Trump posted on his Truth Social network, “Rather than extend ‘NEW START’ (A badly negotiated deal by the United States that, aside from everything else, is being grossly violated), we should have our Nuclear Experts work on a new, improved, and modernized Treaty that can last long into the future.”
Asked to comment on a report claiming Russian and U.S. negotiators discussed a possible informal deal to observe the pact’s limits for at least six months, Peskov responded that any such extension could only be formal.
“Obviously its provisions can only be extended in a formal way. It’s hard to imagine any informal extension in this sphere.”
Dmitry Peskov
New START, signed in 2010 by then-President Barack Obama and his Russian counterpart, Dmitry Medvedev, was the last remaining pact in a long series of agreements between Moscow and Washington to limit their nuclear arsenals, starting with SALT I in 1972.
New START restricted each side to no more than 1,550 nuclear warheads on no more than 700 missiles and bombers deployed and ready for use.

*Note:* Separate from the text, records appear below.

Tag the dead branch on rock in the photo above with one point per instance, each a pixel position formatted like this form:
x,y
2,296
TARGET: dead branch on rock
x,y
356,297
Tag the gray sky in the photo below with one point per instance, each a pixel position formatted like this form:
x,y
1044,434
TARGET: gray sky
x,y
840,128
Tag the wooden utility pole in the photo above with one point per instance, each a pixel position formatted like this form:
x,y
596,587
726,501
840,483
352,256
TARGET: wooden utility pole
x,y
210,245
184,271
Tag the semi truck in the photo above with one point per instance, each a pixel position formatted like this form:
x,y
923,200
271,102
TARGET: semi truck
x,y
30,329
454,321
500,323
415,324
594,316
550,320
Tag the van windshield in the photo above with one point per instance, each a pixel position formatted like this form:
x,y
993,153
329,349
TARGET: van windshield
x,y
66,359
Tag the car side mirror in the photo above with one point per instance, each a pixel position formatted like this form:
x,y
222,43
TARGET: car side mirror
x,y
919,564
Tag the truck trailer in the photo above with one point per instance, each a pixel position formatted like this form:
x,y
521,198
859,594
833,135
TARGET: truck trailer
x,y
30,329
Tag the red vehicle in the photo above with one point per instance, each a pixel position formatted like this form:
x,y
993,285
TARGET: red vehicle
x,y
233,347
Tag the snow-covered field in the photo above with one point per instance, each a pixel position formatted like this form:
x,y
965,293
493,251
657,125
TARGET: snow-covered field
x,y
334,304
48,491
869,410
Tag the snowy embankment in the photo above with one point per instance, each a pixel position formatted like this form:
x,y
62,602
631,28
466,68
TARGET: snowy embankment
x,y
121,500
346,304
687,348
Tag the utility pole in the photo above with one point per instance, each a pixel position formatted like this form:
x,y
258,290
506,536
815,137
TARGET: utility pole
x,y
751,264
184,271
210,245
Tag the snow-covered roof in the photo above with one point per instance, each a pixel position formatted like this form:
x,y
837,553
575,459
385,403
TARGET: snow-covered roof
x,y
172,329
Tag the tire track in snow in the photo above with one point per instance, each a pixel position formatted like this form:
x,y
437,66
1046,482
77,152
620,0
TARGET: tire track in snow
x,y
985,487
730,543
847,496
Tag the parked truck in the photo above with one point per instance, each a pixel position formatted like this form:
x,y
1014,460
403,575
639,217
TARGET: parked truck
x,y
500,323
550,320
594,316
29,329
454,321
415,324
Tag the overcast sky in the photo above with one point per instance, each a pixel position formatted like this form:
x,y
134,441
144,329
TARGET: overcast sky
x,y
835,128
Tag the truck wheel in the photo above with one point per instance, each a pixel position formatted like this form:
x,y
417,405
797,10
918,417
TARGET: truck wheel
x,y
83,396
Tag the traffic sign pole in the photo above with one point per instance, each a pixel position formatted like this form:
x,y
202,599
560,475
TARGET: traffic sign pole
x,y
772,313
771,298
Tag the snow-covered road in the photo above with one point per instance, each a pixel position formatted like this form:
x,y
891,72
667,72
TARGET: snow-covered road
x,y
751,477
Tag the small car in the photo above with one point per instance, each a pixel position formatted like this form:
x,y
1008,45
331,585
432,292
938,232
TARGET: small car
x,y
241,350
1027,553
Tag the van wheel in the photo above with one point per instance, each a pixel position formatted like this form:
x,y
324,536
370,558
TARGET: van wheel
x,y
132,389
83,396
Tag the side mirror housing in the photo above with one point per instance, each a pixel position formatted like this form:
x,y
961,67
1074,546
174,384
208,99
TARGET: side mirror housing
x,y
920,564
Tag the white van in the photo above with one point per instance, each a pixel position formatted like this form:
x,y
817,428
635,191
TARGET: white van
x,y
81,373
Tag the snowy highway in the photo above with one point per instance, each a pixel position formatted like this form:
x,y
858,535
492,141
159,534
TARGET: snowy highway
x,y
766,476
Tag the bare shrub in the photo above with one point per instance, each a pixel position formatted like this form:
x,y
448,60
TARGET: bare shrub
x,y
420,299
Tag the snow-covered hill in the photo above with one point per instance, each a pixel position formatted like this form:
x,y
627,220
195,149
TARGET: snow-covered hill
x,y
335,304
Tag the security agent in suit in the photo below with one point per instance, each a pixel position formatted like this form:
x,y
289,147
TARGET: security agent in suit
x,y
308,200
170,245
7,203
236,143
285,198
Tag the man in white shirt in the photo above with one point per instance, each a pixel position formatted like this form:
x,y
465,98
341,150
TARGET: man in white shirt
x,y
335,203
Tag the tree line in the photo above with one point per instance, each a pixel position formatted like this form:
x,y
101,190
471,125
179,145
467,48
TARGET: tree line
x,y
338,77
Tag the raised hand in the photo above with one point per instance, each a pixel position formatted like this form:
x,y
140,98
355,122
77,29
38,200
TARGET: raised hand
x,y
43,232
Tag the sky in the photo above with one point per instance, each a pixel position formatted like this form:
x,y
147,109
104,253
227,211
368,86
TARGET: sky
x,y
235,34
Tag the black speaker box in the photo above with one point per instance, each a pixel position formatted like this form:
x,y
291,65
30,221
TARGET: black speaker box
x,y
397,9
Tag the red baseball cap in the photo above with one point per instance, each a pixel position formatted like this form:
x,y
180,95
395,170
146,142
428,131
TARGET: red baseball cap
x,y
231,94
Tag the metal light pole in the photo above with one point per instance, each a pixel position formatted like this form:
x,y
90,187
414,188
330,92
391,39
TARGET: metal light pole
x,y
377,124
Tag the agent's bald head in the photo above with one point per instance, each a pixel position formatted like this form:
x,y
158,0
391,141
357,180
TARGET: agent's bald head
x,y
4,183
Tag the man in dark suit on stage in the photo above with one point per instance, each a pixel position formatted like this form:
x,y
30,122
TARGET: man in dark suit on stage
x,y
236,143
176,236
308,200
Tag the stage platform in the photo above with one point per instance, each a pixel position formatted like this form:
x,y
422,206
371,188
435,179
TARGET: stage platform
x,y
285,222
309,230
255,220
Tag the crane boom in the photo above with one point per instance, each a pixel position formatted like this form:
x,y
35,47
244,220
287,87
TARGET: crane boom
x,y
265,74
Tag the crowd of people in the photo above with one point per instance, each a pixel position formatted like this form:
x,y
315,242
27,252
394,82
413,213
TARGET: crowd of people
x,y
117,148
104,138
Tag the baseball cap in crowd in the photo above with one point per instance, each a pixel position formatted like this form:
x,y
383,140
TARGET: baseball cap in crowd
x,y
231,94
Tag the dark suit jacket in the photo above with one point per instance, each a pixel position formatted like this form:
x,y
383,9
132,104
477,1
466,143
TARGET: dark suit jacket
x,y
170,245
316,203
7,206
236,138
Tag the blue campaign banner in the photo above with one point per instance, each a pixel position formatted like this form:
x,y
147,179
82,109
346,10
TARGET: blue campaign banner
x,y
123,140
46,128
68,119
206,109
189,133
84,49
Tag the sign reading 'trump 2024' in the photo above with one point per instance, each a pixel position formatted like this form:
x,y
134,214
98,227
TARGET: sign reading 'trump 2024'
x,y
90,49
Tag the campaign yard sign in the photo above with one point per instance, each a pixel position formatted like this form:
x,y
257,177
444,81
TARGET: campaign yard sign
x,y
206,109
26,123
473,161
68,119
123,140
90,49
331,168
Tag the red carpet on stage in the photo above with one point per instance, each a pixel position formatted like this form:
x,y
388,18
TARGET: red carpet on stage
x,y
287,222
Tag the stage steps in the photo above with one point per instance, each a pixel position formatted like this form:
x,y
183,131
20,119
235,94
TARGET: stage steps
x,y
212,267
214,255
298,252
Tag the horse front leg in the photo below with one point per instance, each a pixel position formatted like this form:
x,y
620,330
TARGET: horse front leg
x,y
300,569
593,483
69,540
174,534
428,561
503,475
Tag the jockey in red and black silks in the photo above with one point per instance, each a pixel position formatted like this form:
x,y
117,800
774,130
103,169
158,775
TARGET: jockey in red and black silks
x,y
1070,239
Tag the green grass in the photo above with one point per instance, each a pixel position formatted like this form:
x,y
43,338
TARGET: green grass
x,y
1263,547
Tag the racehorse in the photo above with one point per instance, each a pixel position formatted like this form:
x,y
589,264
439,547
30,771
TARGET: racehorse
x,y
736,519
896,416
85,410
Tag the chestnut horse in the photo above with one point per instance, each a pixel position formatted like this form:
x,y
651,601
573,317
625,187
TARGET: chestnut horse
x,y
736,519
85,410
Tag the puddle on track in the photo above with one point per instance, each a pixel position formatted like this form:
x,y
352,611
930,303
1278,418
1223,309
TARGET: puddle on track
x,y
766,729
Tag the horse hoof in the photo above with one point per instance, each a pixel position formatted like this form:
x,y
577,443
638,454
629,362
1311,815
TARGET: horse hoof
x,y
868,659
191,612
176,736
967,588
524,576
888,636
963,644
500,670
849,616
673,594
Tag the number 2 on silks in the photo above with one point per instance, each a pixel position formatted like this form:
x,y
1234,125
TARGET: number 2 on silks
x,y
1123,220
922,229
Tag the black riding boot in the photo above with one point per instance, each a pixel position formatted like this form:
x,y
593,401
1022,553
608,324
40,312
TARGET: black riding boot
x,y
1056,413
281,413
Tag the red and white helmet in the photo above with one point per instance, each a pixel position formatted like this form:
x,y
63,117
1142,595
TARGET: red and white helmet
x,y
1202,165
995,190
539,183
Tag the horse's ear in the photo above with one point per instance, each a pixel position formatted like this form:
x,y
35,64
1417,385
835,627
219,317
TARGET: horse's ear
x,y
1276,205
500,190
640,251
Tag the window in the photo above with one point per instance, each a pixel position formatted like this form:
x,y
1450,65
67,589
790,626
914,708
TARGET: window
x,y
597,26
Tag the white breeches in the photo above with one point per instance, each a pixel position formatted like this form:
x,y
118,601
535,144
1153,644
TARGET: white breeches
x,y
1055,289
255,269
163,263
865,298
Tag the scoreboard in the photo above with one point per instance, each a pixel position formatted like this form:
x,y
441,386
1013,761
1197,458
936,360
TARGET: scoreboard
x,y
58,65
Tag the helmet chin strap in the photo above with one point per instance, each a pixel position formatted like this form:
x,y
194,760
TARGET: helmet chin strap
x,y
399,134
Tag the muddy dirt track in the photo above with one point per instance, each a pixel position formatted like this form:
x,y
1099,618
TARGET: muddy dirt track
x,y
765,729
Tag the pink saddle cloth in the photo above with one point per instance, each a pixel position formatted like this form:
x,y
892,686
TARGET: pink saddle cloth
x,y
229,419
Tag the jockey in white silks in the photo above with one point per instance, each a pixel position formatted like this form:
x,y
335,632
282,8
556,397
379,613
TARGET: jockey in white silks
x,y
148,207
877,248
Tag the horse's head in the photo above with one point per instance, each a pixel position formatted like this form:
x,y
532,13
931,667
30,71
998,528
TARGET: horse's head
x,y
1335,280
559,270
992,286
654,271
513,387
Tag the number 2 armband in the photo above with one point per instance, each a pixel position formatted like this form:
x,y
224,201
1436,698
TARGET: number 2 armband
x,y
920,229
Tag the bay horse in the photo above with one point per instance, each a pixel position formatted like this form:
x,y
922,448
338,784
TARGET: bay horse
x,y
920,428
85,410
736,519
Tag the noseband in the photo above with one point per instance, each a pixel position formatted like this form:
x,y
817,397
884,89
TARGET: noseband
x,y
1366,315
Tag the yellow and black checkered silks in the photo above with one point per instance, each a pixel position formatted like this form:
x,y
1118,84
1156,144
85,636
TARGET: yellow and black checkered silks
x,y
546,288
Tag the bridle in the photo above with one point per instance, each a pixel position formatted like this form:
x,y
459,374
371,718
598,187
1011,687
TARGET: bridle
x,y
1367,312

It was originally set to expire in 2021 but was extended for five years.
The pact envisioned sweeping on-site inspections to verify compliance, although they stopped in 2020 because of the COVID-19 pandemic and never resumed.
In February 2023, President Vladimir Putin suspended Moscow’s participation, saying Russia couldn’t allow US inspections of its nuclear sites at a time when Washington and its NATO allies openly declared a goal of Moscow’s defeat in Ukraine.
At the same time, the Kremlin emphasized that it wasn’t withdrawing from the pact altogether, pledging to respect its caps on nuclear weapons.
By offering in September to abide by New START’s limits for a year, which would buy time for both sides to negotiate a successor agreement, Putin said that the treaty’s expiration would be destabilizing and could fuel nuclear proliferation.
US And Russia Agree To Reestablish Military Dialogue
Even as New START expired, the US. and Russia agreed to reestablish high-level, military-to-military dialogue for the first time in more than four years in another sign of warming relations between the two countries since President Donald Trump returned to office and sought to end the war in Ukraine.
The agreement emerged from a meeting between senior Russian and American military officials in the capital of the United Arab Emirates.
High-level military communication was suspended in late 2021, as tension between Moscow and Washington rose ahead of the full-scale Russian invasion of Ukraine in February 2022.
The US European Command said in a statement that the restored communication channel “will provide a consistent military-to-military contact as the parties continue to work towards a lasting peace.”
The resumption of the military hotline marks an effort to ease tensions that soared after the start of the war and to avoid collisions between Russian and US forces.